This is a well-written and extremely leisurely introduction to difference equations that includes a wealth of simple applications in the social sciences. The book assumes only high-school algebra and trigonometry as prerequisites. It includes numerous exercises; most of these are drill and are answered by a number or formula, but a few problems in each section explore more advanced concepts. Answers to all problems are in the back of the book. The present publication is a corrected 1986 reprint of a 1958 work.
The book carefully develops all the mathematical background it needs, starting by introducing the concepts of functions and sequences, and proving all the theorems on sequences that would be covered in a careful calculus course. The first major discussion covers the concepts and techniques of finite differences, leading to the observation that many common sequences satisfy simple difference equations. The book then reverses its viewpoint to consider difference equations as the starting point, and proves the existence of sequences satisfying them. The existence theorems are handled in great generality, but after this point the book deals mostly with linear difference equations with constant coefficients, and solves these by using powers of the roots of the auxiliary equation. There is a very thorough treatment of the second-order cases, including the handling of repeated roots and the limiting behavior of solutions to the homogeneous equations (i.e., whether the solution goes to infinity or a finite value, or is oscillatory). The last chapter covers some mathematically more advanced techniques such as stability, generating functions, and Markov processes, but does not go very deeply into these.
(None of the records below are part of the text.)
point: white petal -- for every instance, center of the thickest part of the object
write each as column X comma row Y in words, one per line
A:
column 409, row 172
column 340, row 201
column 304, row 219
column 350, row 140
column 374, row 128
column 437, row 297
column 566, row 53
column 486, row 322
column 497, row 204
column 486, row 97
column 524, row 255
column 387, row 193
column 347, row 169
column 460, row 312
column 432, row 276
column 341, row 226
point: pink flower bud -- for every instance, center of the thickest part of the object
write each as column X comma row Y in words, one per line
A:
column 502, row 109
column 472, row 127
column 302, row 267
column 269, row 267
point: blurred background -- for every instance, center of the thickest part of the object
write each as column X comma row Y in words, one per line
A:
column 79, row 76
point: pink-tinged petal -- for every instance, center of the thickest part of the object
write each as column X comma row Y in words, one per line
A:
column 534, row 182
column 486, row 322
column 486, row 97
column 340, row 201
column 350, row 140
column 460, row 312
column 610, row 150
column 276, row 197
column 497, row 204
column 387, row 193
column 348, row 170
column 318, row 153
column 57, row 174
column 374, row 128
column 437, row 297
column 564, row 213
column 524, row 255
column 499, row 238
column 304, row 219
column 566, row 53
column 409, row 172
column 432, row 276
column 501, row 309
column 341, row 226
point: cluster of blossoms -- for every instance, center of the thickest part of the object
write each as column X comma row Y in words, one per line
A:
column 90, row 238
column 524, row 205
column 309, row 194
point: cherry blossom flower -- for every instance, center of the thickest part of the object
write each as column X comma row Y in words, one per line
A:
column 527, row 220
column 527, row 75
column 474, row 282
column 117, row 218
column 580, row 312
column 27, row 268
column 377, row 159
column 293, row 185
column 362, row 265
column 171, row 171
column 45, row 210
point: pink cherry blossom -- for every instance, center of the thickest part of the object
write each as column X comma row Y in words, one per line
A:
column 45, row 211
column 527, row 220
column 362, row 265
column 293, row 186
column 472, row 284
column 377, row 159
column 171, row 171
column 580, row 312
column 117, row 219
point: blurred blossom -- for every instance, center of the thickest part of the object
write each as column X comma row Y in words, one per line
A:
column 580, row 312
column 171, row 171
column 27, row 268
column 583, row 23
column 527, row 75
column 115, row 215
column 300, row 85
The book’s big weakness is that the set of techniques it develops so carefully are not the ones that people use in everyday practice. Working mathematicians and engineers would nearly always use generating functions to solve the types of problems handled here. Generating functions give a uniform treatment of these problems without dividing them into cases based on the roots of the auxiliary equation and the properties of the non-homogeneous part of the equation. Generating functions can even be used in a cookbook fashion analogous to using Laplace transforms to solve differential equations (because of this analogy, engineers use the term Z-transform for the process of forming the generating function). The present book covers these techniques on pp. 189–207, but because it requires some knowledge of calculus it is an optional “starred” section and is not in the mainstream of the development.
Allen Stenger is a math hobbyist and retired software developer. He is webmaster and newsletter editor for the MAA Southwestern Section and is an editor of the Missouri Journal of Mathematical Sciences. His mathematical interests are number theory and classical analysis. He volunteers in his spare time at MathNerds.org, a math help site that fosters inquiry learning.